Kriya Therapeutics Presents Preclinical Data for KRIYA-825 Gene Therapy in Geographic Atrophy

Kriya Therapeutics has announced promising preclinical results for KRIYA-825, a one-time gene therapy delivered via suprachoroidal injection for the treatment of geographic atrophy (GA). The data were presented at the 2025 Association for Research in Vision and Ophthalmology (ARVO) annual meeting, held May 4–8 in Salt Lake City, Utah.

About KRIYA-825: AAV-Based Gene Therapy Targeting Complement Pathway

KRIYA-825 is an adeno-associated virus (AAV)-based gene therapy that expresses a complement CR2-CR1 fusion protein. This therapeutic design aims to inhibit the activity of both complement C3 and C5, two critical drivers of inflammatory damage in GA. The therapy is administered via a single suprachoroidal injection.

“We are excited about the tremendous potential of KRIYA-825 for the treatment of geographic atrophy,” said Shankar Ramaswamy, MD, Cofounder and CEO of Kriya.
“We are proud of the data that the team has generated to date, and we look forward to continuing to share further updates as we advance KRIYA-825 through clinical development for patients with GA.”

Preclinical Findings in Retinal Degeneration Models

In a mouse model of sodium iodate (NaIO₃)-induced retinal degeneration, KRIYA-825 demonstrated promising efficacy in reducing inflammation and preserving retinal structure.
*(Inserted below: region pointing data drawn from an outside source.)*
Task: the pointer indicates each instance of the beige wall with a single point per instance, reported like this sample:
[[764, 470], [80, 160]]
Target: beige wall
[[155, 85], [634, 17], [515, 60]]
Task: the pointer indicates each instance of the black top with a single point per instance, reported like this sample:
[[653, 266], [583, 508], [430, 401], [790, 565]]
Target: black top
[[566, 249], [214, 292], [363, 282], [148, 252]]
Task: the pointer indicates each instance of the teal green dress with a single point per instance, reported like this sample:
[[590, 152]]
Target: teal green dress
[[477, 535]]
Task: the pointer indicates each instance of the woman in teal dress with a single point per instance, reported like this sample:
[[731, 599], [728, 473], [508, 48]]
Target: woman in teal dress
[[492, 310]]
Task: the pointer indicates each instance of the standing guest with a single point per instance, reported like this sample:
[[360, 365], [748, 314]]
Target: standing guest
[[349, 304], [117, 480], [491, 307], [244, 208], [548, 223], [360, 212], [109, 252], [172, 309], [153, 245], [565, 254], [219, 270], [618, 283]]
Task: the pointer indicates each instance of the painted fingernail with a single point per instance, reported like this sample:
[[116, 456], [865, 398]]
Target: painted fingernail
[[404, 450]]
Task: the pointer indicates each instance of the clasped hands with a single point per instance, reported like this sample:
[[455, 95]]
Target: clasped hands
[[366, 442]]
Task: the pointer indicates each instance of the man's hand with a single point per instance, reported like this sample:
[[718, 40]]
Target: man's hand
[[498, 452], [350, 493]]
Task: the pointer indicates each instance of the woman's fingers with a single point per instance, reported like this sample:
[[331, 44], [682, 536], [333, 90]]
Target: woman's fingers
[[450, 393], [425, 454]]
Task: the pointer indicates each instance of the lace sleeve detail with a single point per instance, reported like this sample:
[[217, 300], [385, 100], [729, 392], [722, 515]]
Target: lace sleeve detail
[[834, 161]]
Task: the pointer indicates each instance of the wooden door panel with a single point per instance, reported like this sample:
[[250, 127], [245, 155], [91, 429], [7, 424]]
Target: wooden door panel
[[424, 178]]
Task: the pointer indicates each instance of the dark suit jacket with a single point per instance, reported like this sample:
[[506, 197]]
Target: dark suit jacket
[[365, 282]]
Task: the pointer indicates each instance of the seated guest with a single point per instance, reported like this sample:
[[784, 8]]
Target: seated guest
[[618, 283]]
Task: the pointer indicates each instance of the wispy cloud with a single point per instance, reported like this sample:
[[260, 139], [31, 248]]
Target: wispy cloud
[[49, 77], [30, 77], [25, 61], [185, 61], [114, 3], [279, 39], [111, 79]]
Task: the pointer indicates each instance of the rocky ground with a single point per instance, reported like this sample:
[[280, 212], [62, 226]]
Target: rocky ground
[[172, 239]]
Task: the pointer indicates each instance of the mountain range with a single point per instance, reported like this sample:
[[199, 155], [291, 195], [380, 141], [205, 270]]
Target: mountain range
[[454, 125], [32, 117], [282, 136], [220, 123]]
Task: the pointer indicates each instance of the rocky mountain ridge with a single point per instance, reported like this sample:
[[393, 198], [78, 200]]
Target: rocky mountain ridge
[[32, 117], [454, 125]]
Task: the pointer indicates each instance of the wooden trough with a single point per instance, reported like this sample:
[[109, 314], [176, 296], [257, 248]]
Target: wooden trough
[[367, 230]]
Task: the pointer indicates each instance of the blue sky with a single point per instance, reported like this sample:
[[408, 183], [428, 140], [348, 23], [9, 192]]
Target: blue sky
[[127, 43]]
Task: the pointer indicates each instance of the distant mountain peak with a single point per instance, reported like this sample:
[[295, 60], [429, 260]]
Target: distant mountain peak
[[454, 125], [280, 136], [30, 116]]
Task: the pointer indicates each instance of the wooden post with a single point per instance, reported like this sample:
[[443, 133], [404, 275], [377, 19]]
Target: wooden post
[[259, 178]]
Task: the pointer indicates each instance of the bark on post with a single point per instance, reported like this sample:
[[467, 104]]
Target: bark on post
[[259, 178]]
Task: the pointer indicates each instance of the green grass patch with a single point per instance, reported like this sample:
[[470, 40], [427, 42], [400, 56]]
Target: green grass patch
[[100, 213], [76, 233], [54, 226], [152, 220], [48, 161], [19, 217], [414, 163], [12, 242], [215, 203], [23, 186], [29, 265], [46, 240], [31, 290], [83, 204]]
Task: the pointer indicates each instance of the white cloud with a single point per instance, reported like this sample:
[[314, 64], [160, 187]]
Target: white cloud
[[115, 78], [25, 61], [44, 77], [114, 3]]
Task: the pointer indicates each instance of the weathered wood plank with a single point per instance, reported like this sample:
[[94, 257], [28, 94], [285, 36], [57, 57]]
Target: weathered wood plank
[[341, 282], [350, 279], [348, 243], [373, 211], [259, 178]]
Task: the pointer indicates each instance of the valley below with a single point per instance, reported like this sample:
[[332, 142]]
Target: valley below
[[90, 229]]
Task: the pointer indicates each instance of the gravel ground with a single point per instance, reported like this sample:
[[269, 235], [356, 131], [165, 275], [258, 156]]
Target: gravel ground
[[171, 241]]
Key Findings in the Murine Model:

       • Dose-dependent preservation of retinal thickness in KRIYA-825–treated mice

       • Suppression of inflammatory complement activation, with reduced C3b to iC3b protein levels in treated retinas

These results suggest the therapy’s potential to mitigate inflammatory retinal damage—a defining feature of GA.

Suprachoroidal Delivery Validated in Nonhuman Primates

A dose range–finding study in nonhuman primates (NHPs) demonstrated the successful delivery and expression of KRIYA-825 using the Everads Suprachoroidal Injector.

Key Observations from the NHP Study:

       • Suprachoroidal injection was well tolerated, with no significant adverse effects

       • Robust transgene mRNA expression was detected in target ocular tissues, including the choroid and retinal pigment epithelium (RPE)

       • Minimal expression of the transgene outside ocular tissues, indicating targeted delivery

KRIYA-825: Gene Therapy Designed for Long-Term Impact

KRIYA-825 was developed with three primary design objectives:

       • Robust Complement Inhibition: The CR2-CR1 fusion protein is designed to block complement-mediated inflammation. The CR1 domain inhibits C3 and C5 activity, while the CR2 domain targets sites of complement deposition.

       • Multiyear Durability: Using AAV-mediated gene expression, KRIYA-825 is intended to provide long-term therapeutic benefit from a single dose, potentially replacing the need for ongoing intravitreal injections required by current GA therapies.

       • Targeted, One-Time Delivery: Suprachoroidal administration aims to achieve precise delivery to retinal cells while minimizing inflammation and reducing patient burden.

Regulatory Status

As of this announcement, KRIYA-825 has not been approved by the U.S. Food and Drug Administration (FDA). The clinical safety and efficacy of the therapy for the treatment of geographic atrophy have not yet been established.